La flamme qui vacille/01/12

Éditions Édouard Garand (p. 14-15).

XII

LA RÉCOMPENSE DU HÉROS


Ce n’est qu’en mars 1919, que les jeunes gens, dont les fiançailles avaient si largement reçu l’épreuve du malheur, purent réaliser leur rêve. Leur union, contractée à la mairie de la rue Pronot, fut bénie en l’église de La Trinité.

Après l’immense joie de l’armistice, Cécile avait dû passer encore de longs jours dans l’attente de son fiancé. Enfin, la nouvelle lui parvint, par dépêche, qu’il était en Angleterre, au sanatorium militaire de Brighton, pour y réparer les ravages qu’avaient causés en lui, les misères et l’ennui de la captivité.

Folle d’inquiétude à son sujet, elle obtint sans peine de sa tante la permission d’aller le voir. Elle le trouva très changé, pâle, amaigri et fort déprimé, présentant des symptômes caractéristiques de neurasthénie. Il prétendit même lui rendre sa liberté, pris de scrupule en se voyant lui-même si vieilli et physiquement amoindri, auprès de cette jeune fille, belle comme le jour, que l’émoi de le retrouver rendait plus attrayante encore. Dans l’ardeur de son amour, la jeune fille se révolta. Ne lui avait-elle pas promis d’être sa compagne et son alliée, de partager ses joies et ses peines ? Sans vouloir l’inquiéter sur son état de santé, elle lui déclara avec fermeté que, quelque malade qu’il fût, elle ne renoncerait pas au bonheur de le soigner et de le guérir. Et ce fut elle, en effet, qui par son courage et sa fidélité dans le malheur, fut l’agent principal de sa guérison. Elle avait pris pension, pour quelques jours, dans une institution religieuse du voisinage et venait, chaque après-midi, passer de longues heures auprès de lui. Un jour, il lui présenta le médecin-chef de l’hôpital, qu’elle crut devoir remercier de ses soins envers son fiancé. Le médecin éclata d’un bon rire en s’exclamant :

— Mes soins n’y sont rien, mademoiselle. C’est vous qui êtes un docteur miraculeux. Vous ne voyez donc pas quel changement s’est opéré en lui depuis votre première visite ? Vous lui avez donné la volonté de guérir, sans laquelle tous les médecins du monde sont impuissants.

— Dans combien de temps pourra-t-il… entrer dans la vie ? s’enquit anxieusement la jeune fille.
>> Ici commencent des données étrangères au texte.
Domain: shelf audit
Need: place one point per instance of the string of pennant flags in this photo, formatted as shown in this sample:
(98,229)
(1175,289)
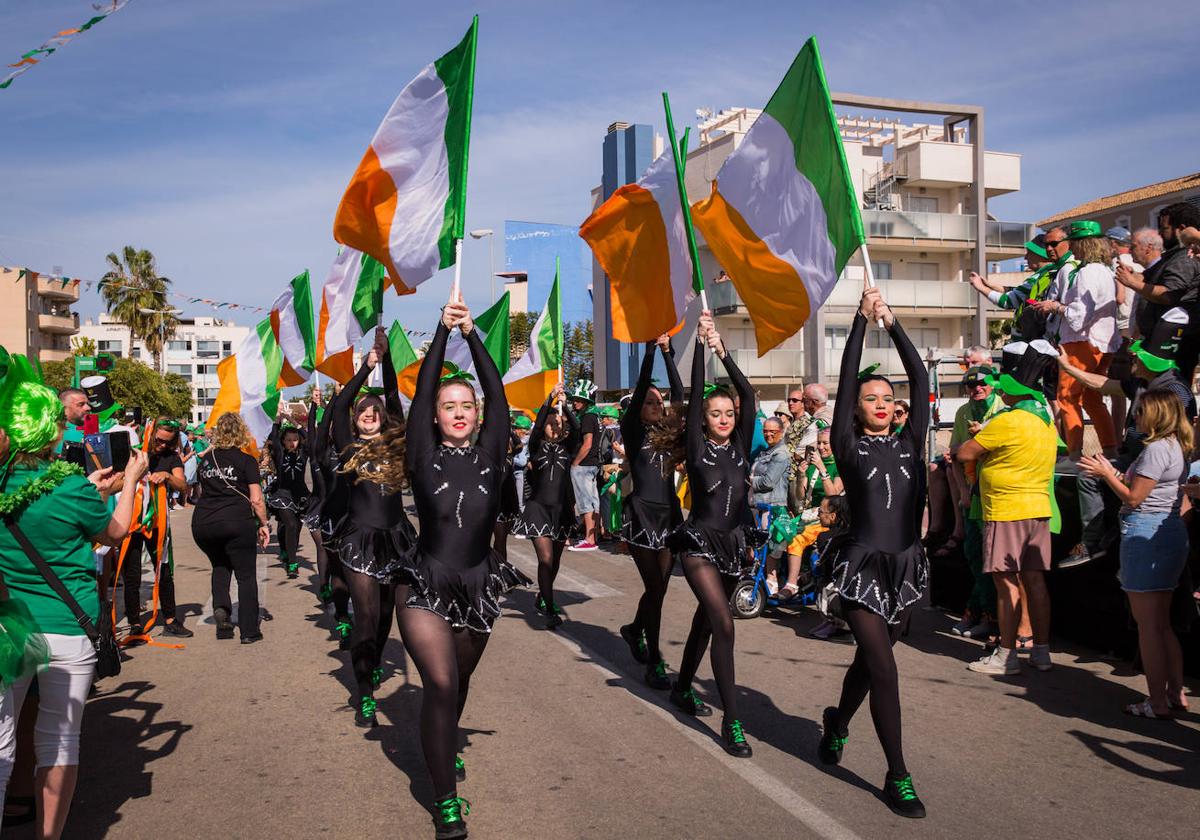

Le major ne répondit pas de suite à cette question. Il essuya les verres de ses lunettes, avec une moue de perplexité. Enfin, il se décida :

— Vous êtes tous les deux assez courageux pour connaître la vérité. Je réponds de l’avenir, mais actuellement… »

Et comme il semblait hésiter encore, soucieux du secret professionnel, Julien Merville intervint :

— Je vous prie instamment de dire toute la vérité. Ma fiancée doit la connaître.

— Vous êtes un honnête homme, capitaine, et je vous approuve. Sachez donc que vous présentez une légère lésion au poumon gauche. Ne vous frappez pas. Je vous garantis que dans deux mois, vous pourrez vous marier sans arrière-pensée, sans vain scrupule.

La franchise de cette déclaration rassura plutôt les jeunes gens. Tous deux étaient suffisamment instruits des choses médicales pour savoir qu’une lésion au poumon n’est pas forcément incurable, qu’au contraire, un traitement sérieux et précoce permet souvent d’espérer une cicatrisation complète.

La réalisation du diagnostic s’accomplit parfaitement et quand, deux mois après, Cécile prononça le « oui » sacramentel, son compagnon était en parfaites conditions physiques et morales.

Quelques jours après le couronnement de leur roman d’amour, ils prirent congé de l’excellente madame Coubès, qui pleurait à la fois de la tristesse de les voir partir et de la joie de les voir parfaitement heureux.

Sur le pont du « Scotian », les passagers ne pouvaient s’empêcher de remarquer et d’admirer ce couple idéal, qui allait vers l’avenir avec joie et confiance.